In Re Estate of Seefeld

The parties hereto argue many propositions and cite authorities which have been examined but which will not be specifically noticed because that is deemed unnecessary in the view we take of this cause. This trusteeship had its inception in the will of Fred W. Seefeld. By its terms, appellee Seefeld was given a life estate in one seventh of that estate with remainder over to the grandchildren of the testator. Appellee Gerdes was appointed trustee with power to loan "said trust fund to reliable parties on good security at such rates of interest as to him may seem just and reasonable."

The trust estate was in round numbers, $19,000, but only one transaction (a loan of $5,000 secured by a third mortgage) is here involved. This loan was reported to the court on January 13, 1929, and was approved by the district judge on the same day. It will be observed that this approval was made before the effective date of chapter 259, Acts of the Forty-third General Assembly (now Code, 1939, section 12772). We are not, therefore, concerned with the effect of the decision in In re Guardianship of Nolan,216 Iowa 903, 249 N.W. 648.

While there is no evidence of fraud, it must be admitted that this was a loan that had better not have been made. Appellants argued that the trustee made some personal profit out of this loan transaction and because of that fact, he may not retain any advantage arising out of it. That this is the rule may be admitted without conceding advantage to appellants. The court found, and we think rightly so, that at the time the loan was made it could well have appeared to the trustee to be a good one, considering the financial standing of those obligated to pay the notes, this without reference to the security of the mortgage. The trustee was a banker of large experience. The endorser on the note, Kunz, was vice-president and heavy stockholder of the bank of which the trustee was cashier. Kunz was likewise a stockholder in two Mason City banks and was a large land holder. The bank of which the trustee was cashier closed in the latter part of 1928, but it is significant of its condition that it paid out 97 cents on the *Page 685 dollar in liquidation. But all the wealth of the trustee, the makers of the note, and the endorsers was swept away by the depression, and the loan, to all appearances, became a total loss. Appellants contend that this was not established but we think the trial court was right in so regarding it.

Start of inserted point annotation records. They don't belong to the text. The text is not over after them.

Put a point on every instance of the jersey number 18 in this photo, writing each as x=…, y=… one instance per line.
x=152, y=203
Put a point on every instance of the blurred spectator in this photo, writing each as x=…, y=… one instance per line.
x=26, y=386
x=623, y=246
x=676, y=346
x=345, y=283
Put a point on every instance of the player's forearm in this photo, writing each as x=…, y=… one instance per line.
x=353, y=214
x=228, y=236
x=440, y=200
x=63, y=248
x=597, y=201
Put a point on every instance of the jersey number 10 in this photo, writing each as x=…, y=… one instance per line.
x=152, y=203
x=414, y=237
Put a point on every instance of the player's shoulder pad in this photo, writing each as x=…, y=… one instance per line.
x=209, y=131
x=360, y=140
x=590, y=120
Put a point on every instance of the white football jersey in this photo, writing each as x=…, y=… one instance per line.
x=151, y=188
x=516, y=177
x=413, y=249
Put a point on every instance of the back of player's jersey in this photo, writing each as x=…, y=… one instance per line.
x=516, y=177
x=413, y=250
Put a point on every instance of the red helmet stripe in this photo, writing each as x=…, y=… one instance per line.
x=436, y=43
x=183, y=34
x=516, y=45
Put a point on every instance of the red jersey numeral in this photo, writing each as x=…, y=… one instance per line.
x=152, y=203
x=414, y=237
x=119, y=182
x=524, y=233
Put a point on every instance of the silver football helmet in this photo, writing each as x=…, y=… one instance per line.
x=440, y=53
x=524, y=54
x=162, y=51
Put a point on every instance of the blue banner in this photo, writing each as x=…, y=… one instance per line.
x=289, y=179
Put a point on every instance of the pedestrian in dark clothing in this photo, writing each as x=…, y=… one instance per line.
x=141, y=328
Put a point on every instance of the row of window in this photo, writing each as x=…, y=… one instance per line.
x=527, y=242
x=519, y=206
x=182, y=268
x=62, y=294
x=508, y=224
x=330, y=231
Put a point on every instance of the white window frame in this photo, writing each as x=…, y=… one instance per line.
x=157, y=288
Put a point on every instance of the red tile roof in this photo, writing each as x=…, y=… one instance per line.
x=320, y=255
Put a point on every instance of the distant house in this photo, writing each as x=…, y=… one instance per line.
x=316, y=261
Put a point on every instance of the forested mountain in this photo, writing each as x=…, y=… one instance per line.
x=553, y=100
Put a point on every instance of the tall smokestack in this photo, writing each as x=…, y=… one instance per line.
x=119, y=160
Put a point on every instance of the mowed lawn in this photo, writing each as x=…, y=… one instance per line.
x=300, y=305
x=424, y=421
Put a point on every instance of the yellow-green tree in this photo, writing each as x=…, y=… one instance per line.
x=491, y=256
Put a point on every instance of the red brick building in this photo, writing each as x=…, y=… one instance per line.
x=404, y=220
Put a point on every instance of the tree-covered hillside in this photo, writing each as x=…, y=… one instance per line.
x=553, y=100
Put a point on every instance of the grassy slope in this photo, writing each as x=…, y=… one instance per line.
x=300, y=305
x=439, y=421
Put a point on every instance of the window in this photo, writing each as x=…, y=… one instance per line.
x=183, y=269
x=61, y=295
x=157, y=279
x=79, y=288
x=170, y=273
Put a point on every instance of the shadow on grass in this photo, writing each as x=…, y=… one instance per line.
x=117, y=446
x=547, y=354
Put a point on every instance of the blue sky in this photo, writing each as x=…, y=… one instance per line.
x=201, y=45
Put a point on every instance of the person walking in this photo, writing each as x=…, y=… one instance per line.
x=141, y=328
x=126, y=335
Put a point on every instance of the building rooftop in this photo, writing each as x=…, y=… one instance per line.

The destruction of values during the depression was so complete and overwhelming that Hamilton, J., speaking for this court in Priest v. Whitney L. Tr. Co., 219 Iowa 1281, 1293, 261 N.W. 374, 380, described it as "one of the most serious financial crises known to the history of the state" — a condition of which the court has taken judicial notice. The lower court recognized the fact that the trustee had not in all respects exercised the diligence expected of him in his fiduciary capacity and commented that things might have been different had his health not failed. The idea that either criticism or sympathy might enter into the solution of the controversy was, however, rejected by the trial court which commented on the situation as follows:

"There have been many cases in the past fifteen years where administrators, executors and trustees have lost the funds entrusted to them through bad handling and in some cases they have personally used the funds and later were unable to replace them. The evidence shows without dispute that the Gurnetts, Julius Kunz, and the trustee himself are all insolvent, although Mr. Kunz may have some equity in the farm on which this $5,000 mortgage was a lien; but would the court be justified in refusing his offer of compromise, and directing suit to be brought? Hundreds of situations similar to this have confronted receivers of closed banks in the last few years. Comparatively few suits have been brought, because better results have been secured by negotiation, and I think that is exactly the situation here. The life tenant has a much larger interest than any one of the thirty or forty possible remaindermen, and he is in court asking the settlement be approved."

The trial court felt that the settlement should be accepted and the trustee authorized to make it. Arguments are brought *Page 686 forward by appellee to the effect that the findings of the trial court in a probate matter have the effect of the verdict of a jury and cite In re Estate of Smith, 228 Iowa 47, 289 N.W. 694; In re Guardianship of Fisher, 226 Iowa 596, 284 N.W. 821; and others. We have chosen to ignore this rule because the case seems to have been treated in some respects as one in equity. Other propositions have been considered but do not seem to warrant specific attention. We refer to the complaint about apportionment of attorney fees. We find no just cause of criticism here.

It is also said the decree permits a settlement for $2,500 without assurance that the money will actually be paid before the trustee is discharged. We do not so read the order.

On the whole record we are satisfied that the order appealed from is not only in keeping with established legal principles but is in accord with sound judicial discretion. It meets with our approval and it is affirmed. — Affirmed.

HAMILTON, C.J., and OLIVER, MILLER, HALE, MITCHELL, STIGER, BLISS, and RICHARDS, JJ., concur.